Enérgico e falastrão, o presidente do Santa Cruz diz que não é de ficar de lamentações. Repetiu ao menos mais duas ou três vezes o mantra de que vai tirar o Santa Cruz da crise desportiva nos próximos nove meses. E que, para que isso ocorra, mantém a rotina de passar o dia inteiro dentro do clube. A única hora em que revelou uma mágoa desse período em que está à frente do Tricolor do Arruda, foi ao comentar o estigma de centralizador que passou a ostentar.
"Me sinto agredido com isso. Porque a minha vida inteira eu deleguei tarefas, em qualquer trabalho que tive. No Santa Cruz, eu dei espaço, e foram muitos espaços. Agora, chega muita gente com idéias mirabolantes. Um dia chegou uma pessoa dizendo que colocaria sete indústrias dentro do clube. Eu disse 'você está nomeado diretor das suas idéias'. Eu não preciso só de idéias, preciso de gente que as execute. Eu gasto R$ 14,6 mil por semana para abrir os clubes, sem contar os salários. E esta semana entraram cerca de R$ 300,00. Qual a empresa que sobrevive assim, com 20% do que entra bloqueados pela Justiça", indagou.
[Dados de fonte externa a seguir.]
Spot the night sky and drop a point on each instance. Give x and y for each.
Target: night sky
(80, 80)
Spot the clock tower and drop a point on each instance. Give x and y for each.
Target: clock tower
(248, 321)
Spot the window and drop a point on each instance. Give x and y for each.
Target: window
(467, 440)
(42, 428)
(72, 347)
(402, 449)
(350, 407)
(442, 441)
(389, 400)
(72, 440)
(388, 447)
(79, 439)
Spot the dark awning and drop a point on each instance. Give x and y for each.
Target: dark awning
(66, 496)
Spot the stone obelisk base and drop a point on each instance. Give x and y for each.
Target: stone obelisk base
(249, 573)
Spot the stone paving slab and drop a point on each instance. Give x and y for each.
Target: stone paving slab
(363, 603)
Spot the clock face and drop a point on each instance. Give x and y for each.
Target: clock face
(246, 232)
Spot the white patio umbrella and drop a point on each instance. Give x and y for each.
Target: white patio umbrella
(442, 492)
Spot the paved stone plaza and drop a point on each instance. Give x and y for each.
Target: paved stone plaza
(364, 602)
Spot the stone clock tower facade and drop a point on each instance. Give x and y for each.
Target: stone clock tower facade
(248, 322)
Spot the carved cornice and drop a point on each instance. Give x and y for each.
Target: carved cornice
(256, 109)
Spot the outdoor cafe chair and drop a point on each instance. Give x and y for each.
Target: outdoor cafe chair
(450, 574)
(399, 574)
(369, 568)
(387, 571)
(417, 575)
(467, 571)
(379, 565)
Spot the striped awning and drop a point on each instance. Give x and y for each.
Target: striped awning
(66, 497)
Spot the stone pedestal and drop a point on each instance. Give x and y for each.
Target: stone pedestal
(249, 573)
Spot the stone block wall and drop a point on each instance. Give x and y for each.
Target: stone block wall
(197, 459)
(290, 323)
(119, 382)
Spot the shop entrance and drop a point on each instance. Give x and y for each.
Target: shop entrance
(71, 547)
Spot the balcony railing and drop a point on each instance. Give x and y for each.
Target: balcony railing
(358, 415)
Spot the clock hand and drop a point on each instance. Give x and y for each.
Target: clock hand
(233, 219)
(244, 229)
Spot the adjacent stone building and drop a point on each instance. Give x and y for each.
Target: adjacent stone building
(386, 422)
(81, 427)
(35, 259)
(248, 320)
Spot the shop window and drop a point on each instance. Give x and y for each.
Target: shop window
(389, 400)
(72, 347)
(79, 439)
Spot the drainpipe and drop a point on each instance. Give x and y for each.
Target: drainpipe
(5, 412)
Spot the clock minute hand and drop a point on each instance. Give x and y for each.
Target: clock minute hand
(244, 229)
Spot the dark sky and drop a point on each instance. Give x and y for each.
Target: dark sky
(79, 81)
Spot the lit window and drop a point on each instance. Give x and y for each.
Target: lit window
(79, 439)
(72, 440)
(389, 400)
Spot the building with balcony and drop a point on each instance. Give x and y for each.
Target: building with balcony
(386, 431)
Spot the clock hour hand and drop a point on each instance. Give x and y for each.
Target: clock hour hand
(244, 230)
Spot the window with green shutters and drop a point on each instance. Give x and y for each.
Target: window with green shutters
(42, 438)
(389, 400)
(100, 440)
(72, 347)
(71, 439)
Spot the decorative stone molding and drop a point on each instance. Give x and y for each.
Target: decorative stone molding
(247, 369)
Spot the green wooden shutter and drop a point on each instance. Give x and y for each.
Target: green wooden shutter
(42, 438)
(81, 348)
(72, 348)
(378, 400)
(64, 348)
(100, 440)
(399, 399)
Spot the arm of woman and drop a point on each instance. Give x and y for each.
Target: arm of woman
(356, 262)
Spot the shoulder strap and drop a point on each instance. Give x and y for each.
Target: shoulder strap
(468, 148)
Esta noite, o torcedor do Santa Cruz vive mais um capítulo dessa verdadeira novela que já dura mais de dois anos. O time enfrenta o Porto, pela segunda rodada do "hexagonal da morte", a partir das 20h30, no Arruda. Busca a vitória para abrir vantagem para a zona de rebaixamento à segunda divisão estadual. O Tricolor está há oito jogos sem vencer pela competição.